I sindacati per ora non hanno elaborato risposte al mutamento del lavoro generato dall’ecommerce, più in generale sostengono che manca una politica italiana della logistica. Citano le analisi dell’istituto specializzato Isfort secondo le quali l’Italia negli anni 80 e 90 aveva l’opportunità di costruire un’intelaiatura di trasporto in grado di sostenere la crescita del Paese ma il disegno si è dovuto confrontare con il progressivo declino della grande industria e la crescita dei distretti. Di fronte a queste novità, sostiene Andrea Appetecchia dell’Isfort, la politica non è riuscita a reagire ed «è emerso un modello logistico italiano fondato sul laissez faire, opposto a quello dirigistico degli anni 80». I riflessi sono stati evidenti in termini di riduzione dei volumi di merce trasportati, distribuzione dei flussi concentratissima al Nord, fabbisogni professionali di scarse qualifiche e condizioni di lavoro al limite della legalità. I dati sulla composizione dei lavoratori li fornisce la Filt Cgil: il 34% degli addetti sono facchini, il 16% autisti, il 7% conduttori di mezzi pesanti, il 5% fattorini e portalettere. I contratti di lavoro sono solo al 24,2% a tempo indeterminato. Il resto è tutto a termine, lavoro somministrato, intermittente o contratti a progetto.

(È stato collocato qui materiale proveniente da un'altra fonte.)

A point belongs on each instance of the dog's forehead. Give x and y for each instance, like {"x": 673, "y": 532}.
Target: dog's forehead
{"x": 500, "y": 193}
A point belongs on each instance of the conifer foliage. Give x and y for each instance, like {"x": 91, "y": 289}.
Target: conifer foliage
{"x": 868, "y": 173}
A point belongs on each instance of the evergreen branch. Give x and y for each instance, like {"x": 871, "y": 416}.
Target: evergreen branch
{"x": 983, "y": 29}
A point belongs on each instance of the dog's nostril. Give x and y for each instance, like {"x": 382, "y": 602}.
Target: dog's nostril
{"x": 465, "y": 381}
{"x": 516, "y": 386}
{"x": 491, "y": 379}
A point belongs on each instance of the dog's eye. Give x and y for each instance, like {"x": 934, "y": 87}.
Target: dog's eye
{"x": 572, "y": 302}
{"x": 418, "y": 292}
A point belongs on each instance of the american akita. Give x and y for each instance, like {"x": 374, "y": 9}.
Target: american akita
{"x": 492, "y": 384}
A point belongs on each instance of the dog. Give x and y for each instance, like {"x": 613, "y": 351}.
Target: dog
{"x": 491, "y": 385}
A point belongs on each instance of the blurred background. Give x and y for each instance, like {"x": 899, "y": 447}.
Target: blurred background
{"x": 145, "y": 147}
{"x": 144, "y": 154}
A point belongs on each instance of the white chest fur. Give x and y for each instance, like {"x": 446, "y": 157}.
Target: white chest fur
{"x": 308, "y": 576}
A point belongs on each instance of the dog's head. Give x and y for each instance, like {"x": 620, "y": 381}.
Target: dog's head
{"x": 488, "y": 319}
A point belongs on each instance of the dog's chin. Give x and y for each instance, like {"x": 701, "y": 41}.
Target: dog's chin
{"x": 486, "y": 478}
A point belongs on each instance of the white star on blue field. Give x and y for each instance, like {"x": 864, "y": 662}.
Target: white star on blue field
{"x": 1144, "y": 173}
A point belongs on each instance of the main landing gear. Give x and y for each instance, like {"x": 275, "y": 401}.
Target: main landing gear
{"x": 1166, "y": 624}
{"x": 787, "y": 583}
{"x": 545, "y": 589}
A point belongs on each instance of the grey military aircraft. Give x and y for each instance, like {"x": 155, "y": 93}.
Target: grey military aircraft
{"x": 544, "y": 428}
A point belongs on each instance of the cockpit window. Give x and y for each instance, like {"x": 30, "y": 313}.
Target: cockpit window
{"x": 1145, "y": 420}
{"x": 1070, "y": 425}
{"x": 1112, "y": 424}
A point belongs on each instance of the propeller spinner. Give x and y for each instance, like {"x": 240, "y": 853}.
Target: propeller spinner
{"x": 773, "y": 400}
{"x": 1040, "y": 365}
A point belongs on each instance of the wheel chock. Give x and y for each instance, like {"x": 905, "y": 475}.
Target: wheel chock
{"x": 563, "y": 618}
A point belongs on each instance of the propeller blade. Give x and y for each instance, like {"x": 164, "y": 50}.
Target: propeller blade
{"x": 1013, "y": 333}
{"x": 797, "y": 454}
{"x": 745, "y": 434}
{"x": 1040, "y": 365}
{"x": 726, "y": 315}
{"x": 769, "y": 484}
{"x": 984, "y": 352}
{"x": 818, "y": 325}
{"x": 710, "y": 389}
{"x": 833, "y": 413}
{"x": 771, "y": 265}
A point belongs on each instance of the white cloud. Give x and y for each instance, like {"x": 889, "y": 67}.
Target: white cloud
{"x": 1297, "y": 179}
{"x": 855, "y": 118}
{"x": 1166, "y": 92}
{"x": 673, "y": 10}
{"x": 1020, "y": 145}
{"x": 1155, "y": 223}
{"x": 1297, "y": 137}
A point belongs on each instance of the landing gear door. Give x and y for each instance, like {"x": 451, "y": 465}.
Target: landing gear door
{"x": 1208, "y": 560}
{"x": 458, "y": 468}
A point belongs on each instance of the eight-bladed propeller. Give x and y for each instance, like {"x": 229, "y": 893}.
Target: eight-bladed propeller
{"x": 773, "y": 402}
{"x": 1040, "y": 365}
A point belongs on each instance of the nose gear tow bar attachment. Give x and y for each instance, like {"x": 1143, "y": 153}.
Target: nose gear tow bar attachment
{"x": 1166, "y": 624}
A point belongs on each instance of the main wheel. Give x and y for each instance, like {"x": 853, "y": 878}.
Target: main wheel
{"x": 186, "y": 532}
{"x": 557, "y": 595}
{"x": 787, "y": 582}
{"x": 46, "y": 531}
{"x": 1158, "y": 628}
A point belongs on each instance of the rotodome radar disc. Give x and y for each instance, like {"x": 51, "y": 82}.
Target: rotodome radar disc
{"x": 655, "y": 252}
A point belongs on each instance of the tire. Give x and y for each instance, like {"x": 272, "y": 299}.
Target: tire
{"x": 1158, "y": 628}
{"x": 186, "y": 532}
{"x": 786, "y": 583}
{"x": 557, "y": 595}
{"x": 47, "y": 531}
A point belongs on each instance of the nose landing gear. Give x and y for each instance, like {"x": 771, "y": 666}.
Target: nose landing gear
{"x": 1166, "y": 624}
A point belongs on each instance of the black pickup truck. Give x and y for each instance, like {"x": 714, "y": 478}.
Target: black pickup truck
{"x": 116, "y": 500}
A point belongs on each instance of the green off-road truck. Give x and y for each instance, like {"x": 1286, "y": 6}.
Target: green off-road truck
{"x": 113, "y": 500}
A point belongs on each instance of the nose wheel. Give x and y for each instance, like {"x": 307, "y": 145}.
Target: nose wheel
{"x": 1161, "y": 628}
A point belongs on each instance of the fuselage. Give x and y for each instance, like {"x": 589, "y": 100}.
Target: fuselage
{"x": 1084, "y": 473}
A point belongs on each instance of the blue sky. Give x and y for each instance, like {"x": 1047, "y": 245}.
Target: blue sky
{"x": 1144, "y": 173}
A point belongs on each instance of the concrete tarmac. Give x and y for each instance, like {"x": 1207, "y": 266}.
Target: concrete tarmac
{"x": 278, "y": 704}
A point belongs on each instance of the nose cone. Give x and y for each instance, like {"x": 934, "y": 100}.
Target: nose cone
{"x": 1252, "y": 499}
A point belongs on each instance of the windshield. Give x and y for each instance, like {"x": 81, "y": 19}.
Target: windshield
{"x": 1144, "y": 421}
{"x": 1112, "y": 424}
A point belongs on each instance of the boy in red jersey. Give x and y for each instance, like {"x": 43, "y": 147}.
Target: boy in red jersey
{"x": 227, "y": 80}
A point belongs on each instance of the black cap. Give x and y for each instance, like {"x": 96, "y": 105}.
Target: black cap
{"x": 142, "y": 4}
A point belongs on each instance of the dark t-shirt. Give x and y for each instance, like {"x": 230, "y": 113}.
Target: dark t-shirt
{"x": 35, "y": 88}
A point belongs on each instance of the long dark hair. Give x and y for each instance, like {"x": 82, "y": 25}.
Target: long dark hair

«Ha prevalso la logica del massimo ribasso» commenta Alessandro Ricci, presidente dell’Interporto di Bologna, assieme a Padova la realtà più calda della logistica italiana con un polo di 118 aziende e 2.500 addetti e con una presenza pressoché quotidiana di Cobas e centri sociali alleati delle cooperative spurie. «Le imprese hanno deciso di non gestire un pezzo della distribuzione delle loro merci e hanno ceduto potere negoziale a valle. Nella logistica non sono cresciute aziende italiane robuste e ai primi posti ci sono tutti colossi stranieri». Il guaio è che la ricaduta sociale è quella che abbiamo visto: nell’Emilia rossa un’ora di servizio di facchinaggio dovrebbe costare tra i 15 e i 17 euro e invece si firmano contratti anche a 12-11 euro con le false coop nella quale il finto socio-lavoratore accetta di prende meno salario e non avere tutele. E alla testa delle coop spurie ci sono personaggi singolari, dei veri broker di manodopera che reclutano per lo più immigrati in collaborazione con improvvisati capi-comunità, che altro non sono che dei caporali. Secondo i dati della Filt Cgil, infatti, il 73,1% degli stranieri trova lavoro nel settore tramite parenti e amici.